# ......La magica avventura della vita.....



## lunaiena (10 Ottobre 2012)

Ora di cena e i miei genitori si trovavano in cucina , adulti come tutti i genitori....
e come tali parlavano delle cose di cui perlano i grandi con la serietà di chi è adulto....e questo non mi piaceva....
Guardandoli  vedevo me invecchiata in anteprima...
Sapevo di essere una bambina e non volevo perdere questo privilegio ....
Il privilegio di veder il mondo ancora non tutto per intero ,ma pieno di cose da aprire come i pacchetti sorpresa....
Un'avventura ancora tutta da scoprire ,da percorrere una strada piena di mistero che gli adulti non capiscono più .....

Ogni cosa era meravigliosa .....l'idea che ogni città avesse il corrispettivo opposto dall'altra parte .....la convinzione che esistessero dei personaggi come babbo natale...pensare che le buche delle lettere erano collegate tutte tra di loro con un sistema di rete postale sotterranea ....
quando un mattino il postino mi spiegò il misterioso funzionamento ed allora li il sisptema di spedire le lettare perse un pò di magia.....

Quella sera capii che per i miei genitori questa splendida avventura si era trasformata in abitudine di una cosa qualunque....
avrei voluto insegnare loro a rivedere il mondo in modo ingenuo come all'inizio di un viaggio ,e solo chi ci è appena arrivato lo sa e lo vive,solo che non ha paura di morire lo attraversa con lo stupore di vederlo davvero....

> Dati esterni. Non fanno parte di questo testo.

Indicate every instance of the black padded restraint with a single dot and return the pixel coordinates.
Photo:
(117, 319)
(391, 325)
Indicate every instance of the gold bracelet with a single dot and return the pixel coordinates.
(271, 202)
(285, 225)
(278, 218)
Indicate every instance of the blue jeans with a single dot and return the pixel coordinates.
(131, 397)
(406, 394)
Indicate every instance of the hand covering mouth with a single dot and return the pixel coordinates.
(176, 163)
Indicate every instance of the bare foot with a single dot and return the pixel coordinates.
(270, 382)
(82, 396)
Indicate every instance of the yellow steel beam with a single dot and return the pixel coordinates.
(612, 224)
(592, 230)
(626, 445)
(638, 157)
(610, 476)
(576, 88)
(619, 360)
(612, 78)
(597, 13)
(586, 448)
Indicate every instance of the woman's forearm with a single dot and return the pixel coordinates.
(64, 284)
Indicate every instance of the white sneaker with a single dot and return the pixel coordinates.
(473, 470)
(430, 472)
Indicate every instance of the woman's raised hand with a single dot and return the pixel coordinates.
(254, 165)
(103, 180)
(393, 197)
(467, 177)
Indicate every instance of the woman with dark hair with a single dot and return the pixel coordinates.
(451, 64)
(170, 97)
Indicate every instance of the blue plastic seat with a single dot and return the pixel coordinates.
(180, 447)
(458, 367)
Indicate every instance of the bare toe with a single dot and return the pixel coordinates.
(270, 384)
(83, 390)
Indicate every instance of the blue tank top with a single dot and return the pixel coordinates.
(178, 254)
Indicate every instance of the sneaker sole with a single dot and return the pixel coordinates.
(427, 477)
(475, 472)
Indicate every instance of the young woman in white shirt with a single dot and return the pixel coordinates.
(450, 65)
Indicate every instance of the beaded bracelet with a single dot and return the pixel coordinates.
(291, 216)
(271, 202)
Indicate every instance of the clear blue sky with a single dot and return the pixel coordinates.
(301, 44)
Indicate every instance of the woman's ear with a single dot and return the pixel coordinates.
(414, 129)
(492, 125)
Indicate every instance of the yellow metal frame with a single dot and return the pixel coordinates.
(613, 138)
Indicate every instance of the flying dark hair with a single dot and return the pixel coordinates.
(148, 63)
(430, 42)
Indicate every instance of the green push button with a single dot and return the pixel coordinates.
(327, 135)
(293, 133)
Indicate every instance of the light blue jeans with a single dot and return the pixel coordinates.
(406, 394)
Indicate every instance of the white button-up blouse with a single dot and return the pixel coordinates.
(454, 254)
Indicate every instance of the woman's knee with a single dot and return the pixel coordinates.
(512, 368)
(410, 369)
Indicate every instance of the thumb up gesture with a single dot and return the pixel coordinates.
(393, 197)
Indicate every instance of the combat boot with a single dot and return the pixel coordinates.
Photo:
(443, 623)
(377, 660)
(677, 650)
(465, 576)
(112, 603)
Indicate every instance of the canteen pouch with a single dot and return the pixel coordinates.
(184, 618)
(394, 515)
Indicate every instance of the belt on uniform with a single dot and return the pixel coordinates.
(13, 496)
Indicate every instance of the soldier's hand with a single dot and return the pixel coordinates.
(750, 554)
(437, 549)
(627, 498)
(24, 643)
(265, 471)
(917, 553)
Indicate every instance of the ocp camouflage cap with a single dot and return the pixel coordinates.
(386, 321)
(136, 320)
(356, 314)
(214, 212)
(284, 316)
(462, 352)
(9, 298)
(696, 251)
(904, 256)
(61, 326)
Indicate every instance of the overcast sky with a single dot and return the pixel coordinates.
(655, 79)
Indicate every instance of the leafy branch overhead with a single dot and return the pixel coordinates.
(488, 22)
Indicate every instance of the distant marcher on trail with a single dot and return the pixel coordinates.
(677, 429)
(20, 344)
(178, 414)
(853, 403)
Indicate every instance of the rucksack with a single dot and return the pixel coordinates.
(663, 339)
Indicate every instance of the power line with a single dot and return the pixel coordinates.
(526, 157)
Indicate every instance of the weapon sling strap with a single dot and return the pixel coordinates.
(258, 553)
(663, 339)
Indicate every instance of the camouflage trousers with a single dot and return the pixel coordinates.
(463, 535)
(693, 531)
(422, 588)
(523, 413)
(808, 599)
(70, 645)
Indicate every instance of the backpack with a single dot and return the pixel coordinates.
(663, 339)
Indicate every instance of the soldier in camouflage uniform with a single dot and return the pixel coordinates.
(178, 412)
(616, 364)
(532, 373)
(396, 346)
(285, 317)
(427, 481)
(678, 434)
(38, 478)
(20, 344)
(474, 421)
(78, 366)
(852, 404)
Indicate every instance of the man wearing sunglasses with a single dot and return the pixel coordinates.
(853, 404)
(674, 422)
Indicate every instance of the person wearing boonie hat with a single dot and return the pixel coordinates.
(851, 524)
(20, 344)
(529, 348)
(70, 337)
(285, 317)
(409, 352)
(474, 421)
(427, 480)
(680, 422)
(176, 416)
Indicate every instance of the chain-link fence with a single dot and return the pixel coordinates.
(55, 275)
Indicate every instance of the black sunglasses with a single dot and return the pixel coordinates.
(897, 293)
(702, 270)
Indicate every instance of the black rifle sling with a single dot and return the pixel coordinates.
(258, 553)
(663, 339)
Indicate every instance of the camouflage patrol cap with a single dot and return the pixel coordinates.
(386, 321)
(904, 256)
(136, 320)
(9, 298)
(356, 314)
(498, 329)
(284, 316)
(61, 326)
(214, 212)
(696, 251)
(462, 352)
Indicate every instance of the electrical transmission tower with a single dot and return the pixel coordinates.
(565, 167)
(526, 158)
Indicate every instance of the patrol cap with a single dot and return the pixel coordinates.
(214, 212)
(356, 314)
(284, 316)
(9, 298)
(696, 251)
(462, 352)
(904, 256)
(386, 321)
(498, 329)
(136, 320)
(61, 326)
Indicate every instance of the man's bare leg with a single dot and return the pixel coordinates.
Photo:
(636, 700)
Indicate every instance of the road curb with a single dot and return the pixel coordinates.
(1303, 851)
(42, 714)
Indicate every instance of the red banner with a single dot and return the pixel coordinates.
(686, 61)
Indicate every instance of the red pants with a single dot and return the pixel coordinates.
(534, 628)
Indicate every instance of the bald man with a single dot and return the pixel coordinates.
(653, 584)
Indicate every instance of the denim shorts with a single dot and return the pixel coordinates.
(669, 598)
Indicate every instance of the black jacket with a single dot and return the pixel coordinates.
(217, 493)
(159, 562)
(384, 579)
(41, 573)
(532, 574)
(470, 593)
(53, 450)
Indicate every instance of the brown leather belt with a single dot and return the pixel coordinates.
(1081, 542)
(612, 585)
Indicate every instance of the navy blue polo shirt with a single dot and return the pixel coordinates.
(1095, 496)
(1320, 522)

Io non ero abituata alla morte ....
prima non ero niente ...
e da quel niente venivo
prima non so cosa era....
Solo una confusione universale da cui un giorno come tutti nascendo 
approdi ......poi prendi il largo e sempre più il mare si restringe i genitori che ti dicono " non è infinito il mare ",mentre tu lo vedi immenso loro sembrano certi che attraversandolo non è così grande....
Ecco la nave a metà del percorso erano i miei  genitoriche parlavano in cucina....
Loro che dormono con i loro segreti ovunque si siano arenati


I grandi visti dai bambini sono invischiati in verità che non sono fiabe....
e questo mistero ai bambini sembra spaventoso....
Il mistero delle cose che si possono fare ,solo quelle....
Il mistero di quello che è giusto nel mare della loro vita....
I grandi non sono più padroni dei loro pensieri ma ne sono pensati....
e questo lo chiamano 
responsabilità ............
E proprio a causa di queste che ogni adulto è un bambino andato a male.....
e mette a sua volta al mondo nuovi bambini per ricordarsi quando era bambino che prima di diventare grande scopre che i sogni all'improvviso finiscono diventando qualcos'altro......


----------



## contepinceton (10 Ottobre 2012)




----------



## Quibbelqurz (11 Ottobre 2012)

ma le buche delle lettere _sono_ collegate tutte tra di loro


----------